Myers-Perry black holes with scalar hair and a mass gap

TL;DR

This paper constructs five-dimensional rotating black holes with scalar hair that cannot be reduced to known Myers-Perry solutions, revealing a mass gap and emphasizing their inherently non-linear nature unlike Kerr black holes with scalar hair.

Contribution

It introduces a new family of five-dimensional rotating black holes with scalar hair, demonstrating a finite mass gap and their non-linear deviation from Myers-Perry black holes.

Findings

Existence of rotating black holes with scalar hair in five dimensions.
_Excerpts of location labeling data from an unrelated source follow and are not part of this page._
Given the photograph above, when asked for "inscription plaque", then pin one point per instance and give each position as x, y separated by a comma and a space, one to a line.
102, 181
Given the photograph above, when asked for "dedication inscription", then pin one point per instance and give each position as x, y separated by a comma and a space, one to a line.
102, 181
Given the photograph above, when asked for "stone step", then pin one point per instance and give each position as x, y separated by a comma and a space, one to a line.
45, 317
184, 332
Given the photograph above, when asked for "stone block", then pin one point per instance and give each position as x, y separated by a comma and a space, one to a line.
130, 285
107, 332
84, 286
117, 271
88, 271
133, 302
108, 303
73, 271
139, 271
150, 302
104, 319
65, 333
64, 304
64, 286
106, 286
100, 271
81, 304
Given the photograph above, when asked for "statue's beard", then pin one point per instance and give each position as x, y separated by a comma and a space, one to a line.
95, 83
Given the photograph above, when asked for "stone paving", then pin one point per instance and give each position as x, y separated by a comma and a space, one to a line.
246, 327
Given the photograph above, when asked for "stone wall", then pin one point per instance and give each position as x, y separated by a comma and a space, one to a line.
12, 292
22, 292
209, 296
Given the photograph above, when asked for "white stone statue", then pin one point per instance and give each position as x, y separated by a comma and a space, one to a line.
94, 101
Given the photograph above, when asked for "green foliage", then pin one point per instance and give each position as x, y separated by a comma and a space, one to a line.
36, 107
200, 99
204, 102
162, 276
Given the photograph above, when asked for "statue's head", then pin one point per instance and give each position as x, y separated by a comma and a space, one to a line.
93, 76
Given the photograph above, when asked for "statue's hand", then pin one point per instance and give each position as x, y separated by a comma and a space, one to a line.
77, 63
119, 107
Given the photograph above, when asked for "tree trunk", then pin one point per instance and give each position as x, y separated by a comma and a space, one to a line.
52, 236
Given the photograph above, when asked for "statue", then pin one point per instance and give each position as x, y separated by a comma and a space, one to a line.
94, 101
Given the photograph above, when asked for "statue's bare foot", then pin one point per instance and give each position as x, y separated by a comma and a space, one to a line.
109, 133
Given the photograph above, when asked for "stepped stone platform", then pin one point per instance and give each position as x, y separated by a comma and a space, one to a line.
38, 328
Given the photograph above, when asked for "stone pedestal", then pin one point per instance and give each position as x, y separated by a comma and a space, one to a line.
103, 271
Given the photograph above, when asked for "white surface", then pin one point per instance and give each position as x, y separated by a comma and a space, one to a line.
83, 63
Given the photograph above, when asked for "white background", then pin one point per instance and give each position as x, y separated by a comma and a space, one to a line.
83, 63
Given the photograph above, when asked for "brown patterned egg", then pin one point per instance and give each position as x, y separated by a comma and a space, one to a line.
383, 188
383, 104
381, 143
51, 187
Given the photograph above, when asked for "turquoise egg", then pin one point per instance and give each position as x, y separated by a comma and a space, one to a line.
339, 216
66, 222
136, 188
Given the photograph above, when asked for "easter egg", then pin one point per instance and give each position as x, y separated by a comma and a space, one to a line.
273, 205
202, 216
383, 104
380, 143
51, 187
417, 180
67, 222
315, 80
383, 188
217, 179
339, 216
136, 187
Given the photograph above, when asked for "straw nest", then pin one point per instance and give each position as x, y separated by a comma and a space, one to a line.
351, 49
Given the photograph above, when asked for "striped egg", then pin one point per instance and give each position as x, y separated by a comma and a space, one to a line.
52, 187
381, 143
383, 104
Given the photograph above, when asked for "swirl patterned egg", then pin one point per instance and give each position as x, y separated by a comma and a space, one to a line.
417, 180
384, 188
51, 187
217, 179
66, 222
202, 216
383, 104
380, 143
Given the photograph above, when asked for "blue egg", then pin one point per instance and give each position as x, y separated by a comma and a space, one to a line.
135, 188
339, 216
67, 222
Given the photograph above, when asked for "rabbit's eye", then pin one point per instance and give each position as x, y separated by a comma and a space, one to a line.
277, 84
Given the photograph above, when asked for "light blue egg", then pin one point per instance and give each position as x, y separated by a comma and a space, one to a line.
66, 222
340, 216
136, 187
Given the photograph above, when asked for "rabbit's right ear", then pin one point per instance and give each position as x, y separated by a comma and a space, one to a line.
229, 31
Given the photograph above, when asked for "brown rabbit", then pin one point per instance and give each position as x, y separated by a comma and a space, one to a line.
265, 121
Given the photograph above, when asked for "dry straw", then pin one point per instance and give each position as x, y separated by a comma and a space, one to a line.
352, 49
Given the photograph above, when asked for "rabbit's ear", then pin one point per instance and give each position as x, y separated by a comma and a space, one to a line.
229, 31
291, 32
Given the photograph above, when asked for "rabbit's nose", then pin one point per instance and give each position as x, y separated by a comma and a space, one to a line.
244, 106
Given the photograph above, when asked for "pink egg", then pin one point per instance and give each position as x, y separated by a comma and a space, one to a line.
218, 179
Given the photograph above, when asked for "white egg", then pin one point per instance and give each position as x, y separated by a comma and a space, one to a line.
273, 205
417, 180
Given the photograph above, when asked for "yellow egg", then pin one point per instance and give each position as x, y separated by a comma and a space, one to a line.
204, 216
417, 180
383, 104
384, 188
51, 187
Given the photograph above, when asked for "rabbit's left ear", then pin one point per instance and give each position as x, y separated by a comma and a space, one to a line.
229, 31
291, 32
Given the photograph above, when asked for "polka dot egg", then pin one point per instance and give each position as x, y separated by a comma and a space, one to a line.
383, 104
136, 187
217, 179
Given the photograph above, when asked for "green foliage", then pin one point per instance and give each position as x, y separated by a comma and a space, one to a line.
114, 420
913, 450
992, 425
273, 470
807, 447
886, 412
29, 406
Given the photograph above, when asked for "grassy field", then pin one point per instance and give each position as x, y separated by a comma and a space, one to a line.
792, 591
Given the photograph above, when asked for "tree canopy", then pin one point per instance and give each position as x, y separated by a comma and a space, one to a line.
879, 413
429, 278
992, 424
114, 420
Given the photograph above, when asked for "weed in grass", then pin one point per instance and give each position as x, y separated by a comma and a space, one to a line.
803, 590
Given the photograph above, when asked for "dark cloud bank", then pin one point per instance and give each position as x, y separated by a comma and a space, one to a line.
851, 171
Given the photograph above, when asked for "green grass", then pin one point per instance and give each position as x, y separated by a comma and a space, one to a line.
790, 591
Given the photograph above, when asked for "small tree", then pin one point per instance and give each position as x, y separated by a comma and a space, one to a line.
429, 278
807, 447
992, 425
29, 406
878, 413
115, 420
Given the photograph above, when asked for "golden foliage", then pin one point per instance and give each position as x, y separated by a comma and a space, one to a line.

Presence of a finite mass gap between hairy black holes and Myers-Perry black holes.

Scalar hair remains intrinsically non-linear, unlike Kerr black holes with scalar clouds.

Abstract

We construct a family of asymptotically flat, rotating black holes with scalar hair and a regular horizon, within five dimensional Einstein's gravity minimally coupled to a complex, massive scalar field doublet. These solutions are supported by rotation and have no static limit. They are described by their mass $M$, two equal angular momenta $J_1=J_2\equiv J$ and a conserved Noether charge $Q$, measuring the scalar hair. For vanishing horizon size the solutions reduce to five dimensional boson stars. In the limit of vanishing Noether charge density, the scalar field becomes point-wise arbitrarily small and the geometry becomes, locally, arbitrarily close to that of a specific set of Myers-Perry black holes (MPBHs); but there remains a global difference with respect to the latter, manifest in a finite mass gap. Thus, the scalar hair never becomes a linear perturbation of MPBHs. This is a qualitative difference when compared to Kerr black holes with scalar hair~\cite{Herdeiro:2014goa}. Whereas the existence of the latter can be anticipated in linear theory, from the existence of scalar bound states on the Kerr geometry (i.e. scalar clouds), the hair of these MPBHs is intrinsically non-linear.